If you change your mind, you may withdraw your election as to some or all of your eligible options by completing and signing the withdrawal form which was provided to you previously. A properly completed and signed copy of the withdrawal form must be received via facsimile or e-mail (via PDF or similar imaged document file) by 11:59:59 p.m., Eastern Time, on the offer’s expiration date, February 3, 2009 (unless extended), by:

Suzanne L. Bishop

Bishop Consulting, LLC

Fax: (971) 228-2470

E-mail: stockadmin@latticesemi.com

You also may elect to include additional eligible options in the offer by submitting a new election form that lists all the eligible options you wish to have included in the offer. Only responses that are complete, signed, and actually received by Suzanne Bishop at Bishop Consulting, LLC by the deadline will be accepted. Responses submitted by any other means, including hand-delivery, interoffice or U.S. mail (or other post) and Federal Express (or similar delivery service) are not permitted.

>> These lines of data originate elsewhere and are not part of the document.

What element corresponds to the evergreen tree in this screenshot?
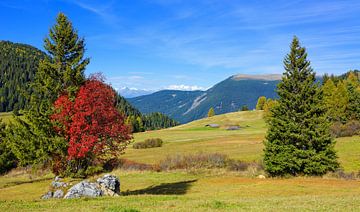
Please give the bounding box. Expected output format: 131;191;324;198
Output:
241;105;249;111
7;13;89;166
0;119;16;174
208;107;215;117
256;96;266;110
264;37;339;176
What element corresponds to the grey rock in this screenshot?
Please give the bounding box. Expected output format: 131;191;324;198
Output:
41;191;53;199
64;180;103;199
51;181;68;188
226;126;240;130
53;189;64;198
97;174;120;196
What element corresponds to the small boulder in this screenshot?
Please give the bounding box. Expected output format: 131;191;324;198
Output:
41;191;53;199
53;189;64;199
96;174;120;196
64;180;103;199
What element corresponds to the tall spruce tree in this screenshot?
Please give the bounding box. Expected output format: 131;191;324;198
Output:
264;37;339;176
7;13;89;169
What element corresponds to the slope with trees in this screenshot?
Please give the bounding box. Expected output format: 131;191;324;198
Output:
0;41;46;112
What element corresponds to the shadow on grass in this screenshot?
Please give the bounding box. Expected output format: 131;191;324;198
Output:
121;180;197;196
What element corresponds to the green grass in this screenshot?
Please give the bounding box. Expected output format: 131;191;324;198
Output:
0;112;12;123
0;170;360;211
0;111;360;211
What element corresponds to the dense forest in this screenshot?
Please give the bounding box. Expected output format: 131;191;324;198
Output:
0;41;178;132
0;41;46;112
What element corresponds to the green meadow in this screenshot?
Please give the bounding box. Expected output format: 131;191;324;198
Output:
0;111;360;211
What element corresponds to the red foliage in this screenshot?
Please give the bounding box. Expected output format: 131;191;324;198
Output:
51;77;132;159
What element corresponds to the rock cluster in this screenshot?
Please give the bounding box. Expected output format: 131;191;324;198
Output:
41;174;120;199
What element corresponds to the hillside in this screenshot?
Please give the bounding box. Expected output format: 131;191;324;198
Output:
122;111;360;172
0;41;46;112
129;75;281;123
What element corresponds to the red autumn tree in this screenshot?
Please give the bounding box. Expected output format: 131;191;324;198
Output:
51;76;132;165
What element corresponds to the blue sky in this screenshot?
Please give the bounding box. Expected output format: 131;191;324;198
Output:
0;0;360;90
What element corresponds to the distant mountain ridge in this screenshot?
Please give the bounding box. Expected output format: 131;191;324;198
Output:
117;87;155;98
128;74;281;123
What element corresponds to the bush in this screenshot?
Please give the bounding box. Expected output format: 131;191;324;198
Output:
330;120;360;137
133;138;163;149
328;169;360;180
159;153;229;170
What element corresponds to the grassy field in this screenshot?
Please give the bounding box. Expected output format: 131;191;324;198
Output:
0;170;360;211
0;111;360;211
0;112;12;123
123;111;360;172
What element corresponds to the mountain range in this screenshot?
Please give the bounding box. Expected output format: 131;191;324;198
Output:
128;74;281;123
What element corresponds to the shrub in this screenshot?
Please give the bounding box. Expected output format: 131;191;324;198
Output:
133;138;163;149
330;120;360;137
159;153;229;170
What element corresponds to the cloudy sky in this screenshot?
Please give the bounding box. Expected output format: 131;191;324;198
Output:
0;0;360;90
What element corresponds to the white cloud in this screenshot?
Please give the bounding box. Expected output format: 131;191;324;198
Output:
165;85;205;91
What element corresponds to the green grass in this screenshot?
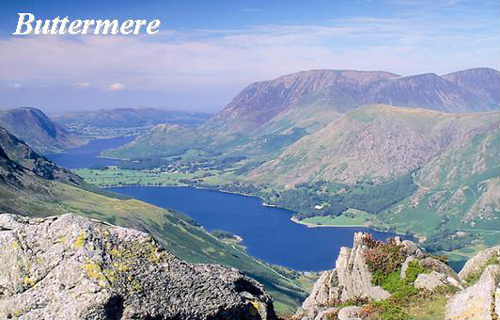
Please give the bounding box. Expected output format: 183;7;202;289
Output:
7;180;313;313
301;209;374;227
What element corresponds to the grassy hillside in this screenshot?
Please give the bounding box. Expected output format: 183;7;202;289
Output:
246;105;497;186
0;128;309;312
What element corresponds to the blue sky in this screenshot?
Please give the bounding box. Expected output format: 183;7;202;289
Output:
0;0;500;113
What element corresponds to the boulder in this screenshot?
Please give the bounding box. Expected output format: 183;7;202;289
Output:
446;265;500;320
337;306;361;320
495;283;500;319
414;271;448;290
419;257;460;282
295;232;390;320
335;232;390;301
399;256;417;279
401;240;423;257
0;214;275;320
458;246;500;280
314;307;339;320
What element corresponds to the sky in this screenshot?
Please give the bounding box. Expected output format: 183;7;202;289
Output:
0;0;500;114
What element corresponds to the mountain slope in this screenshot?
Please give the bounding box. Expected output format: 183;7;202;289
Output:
55;107;210;128
0;108;86;153
0;214;276;320
207;70;398;130
0;126;305;311
442;68;500;106
104;69;499;161
366;73;494;113
247;105;497;185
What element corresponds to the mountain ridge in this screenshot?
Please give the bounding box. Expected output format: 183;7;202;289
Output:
0;107;87;154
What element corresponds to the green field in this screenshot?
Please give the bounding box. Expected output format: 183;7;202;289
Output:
8;180;308;314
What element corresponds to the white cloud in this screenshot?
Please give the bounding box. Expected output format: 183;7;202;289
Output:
107;82;125;91
73;82;91;89
0;15;500;96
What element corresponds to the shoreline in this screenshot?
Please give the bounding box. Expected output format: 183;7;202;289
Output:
290;216;368;231
92;180;412;239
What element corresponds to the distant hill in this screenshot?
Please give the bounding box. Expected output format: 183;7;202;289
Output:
55;107;211;128
208;69;500;130
442;68;500;106
0;107;86;154
245;105;499;185
0;128;306;313
105;69;500;160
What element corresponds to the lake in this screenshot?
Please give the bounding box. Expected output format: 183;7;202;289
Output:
111;187;410;271
45;136;135;169
48;137;410;271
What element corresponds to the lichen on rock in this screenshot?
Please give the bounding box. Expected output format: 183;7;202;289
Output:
0;214;275;320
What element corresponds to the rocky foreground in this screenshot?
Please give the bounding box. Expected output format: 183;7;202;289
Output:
293;232;500;320
0;214;500;320
0;214;276;320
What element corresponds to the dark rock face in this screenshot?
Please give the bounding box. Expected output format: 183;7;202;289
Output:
0;214;276;320
0;108;85;153
0;127;84;185
443;68;500;106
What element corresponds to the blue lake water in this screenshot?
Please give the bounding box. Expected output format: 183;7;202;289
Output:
111;187;408;271
46;136;135;169
48;137;412;271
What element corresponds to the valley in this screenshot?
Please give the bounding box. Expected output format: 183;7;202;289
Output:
70;68;500;270
0;69;500;313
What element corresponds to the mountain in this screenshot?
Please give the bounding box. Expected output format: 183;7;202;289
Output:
104;69;499;161
207;70;399;131
0;129;305;312
442;68;500;104
248;105;499;185
365;73;490;113
0;214;276;320
55;107;210;128
0;127;85;186
0;108;86;153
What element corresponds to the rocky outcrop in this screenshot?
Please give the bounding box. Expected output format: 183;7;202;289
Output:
294;232;466;320
446;246;500;320
446;265;500;320
0;214;275;320
296;232;390;320
458;246;500;280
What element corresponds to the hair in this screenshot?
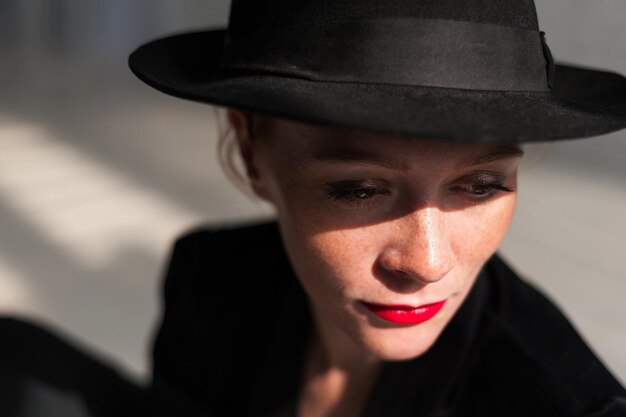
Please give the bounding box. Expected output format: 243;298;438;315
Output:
214;107;259;201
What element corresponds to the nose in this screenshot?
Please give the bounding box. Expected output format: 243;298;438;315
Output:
379;207;455;285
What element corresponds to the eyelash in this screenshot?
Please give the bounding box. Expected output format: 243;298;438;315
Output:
327;182;515;207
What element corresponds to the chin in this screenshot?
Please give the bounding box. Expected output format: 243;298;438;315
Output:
358;325;443;362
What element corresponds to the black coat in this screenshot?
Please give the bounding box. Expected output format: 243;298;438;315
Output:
0;222;626;417
154;219;626;417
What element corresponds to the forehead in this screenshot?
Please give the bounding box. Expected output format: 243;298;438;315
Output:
260;119;523;170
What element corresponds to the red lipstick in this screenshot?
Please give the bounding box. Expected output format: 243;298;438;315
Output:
363;300;446;324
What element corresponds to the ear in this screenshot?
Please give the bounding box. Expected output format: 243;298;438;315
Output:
227;109;272;203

You should direct questions about this offer and requests for additional copies of the Offer to Exchange Certain Outstanding Options for New Options or Restricted Stock Units (referred to as the “Offer to Exchange”) and the other offer documents to:

Suzanne L. Bishop

Bishop Consulting, LLC

6107 SW Murray Blvd., #271

Beaverton, OR 97008

Phone: (503) 372-5761

E-mail: stockadmin@latticesemi.com

Please note that Bishop Consulting, LLC’ receipt of your election form is not by itself an acceptance of the options for exchange. For purposes of the offer, Lattice will be deemed to have accepted eligible options for exchange that are validly tendered and not properly withdrawn as of when Lattice gives oral or written notice to the optionholders generally of its acceptance for exchange of such options, which notice may be made by press release, e-mail or other method of communication. Lattice’s formal acceptance of the properly tendered options is expected to take place shortly after the end of the offer period.


This notice does not constitute the Offer to Exchange. The full terms of the offer are described in (1) the Offer to Exchange; (2) the cover letter from Byron Milstead, dated December 22, 2008; (3) the election form; and (4) the withdrawal form. You also may access these documents through the U.S. Securities and Exchange Commission’s website at www.sec.gov.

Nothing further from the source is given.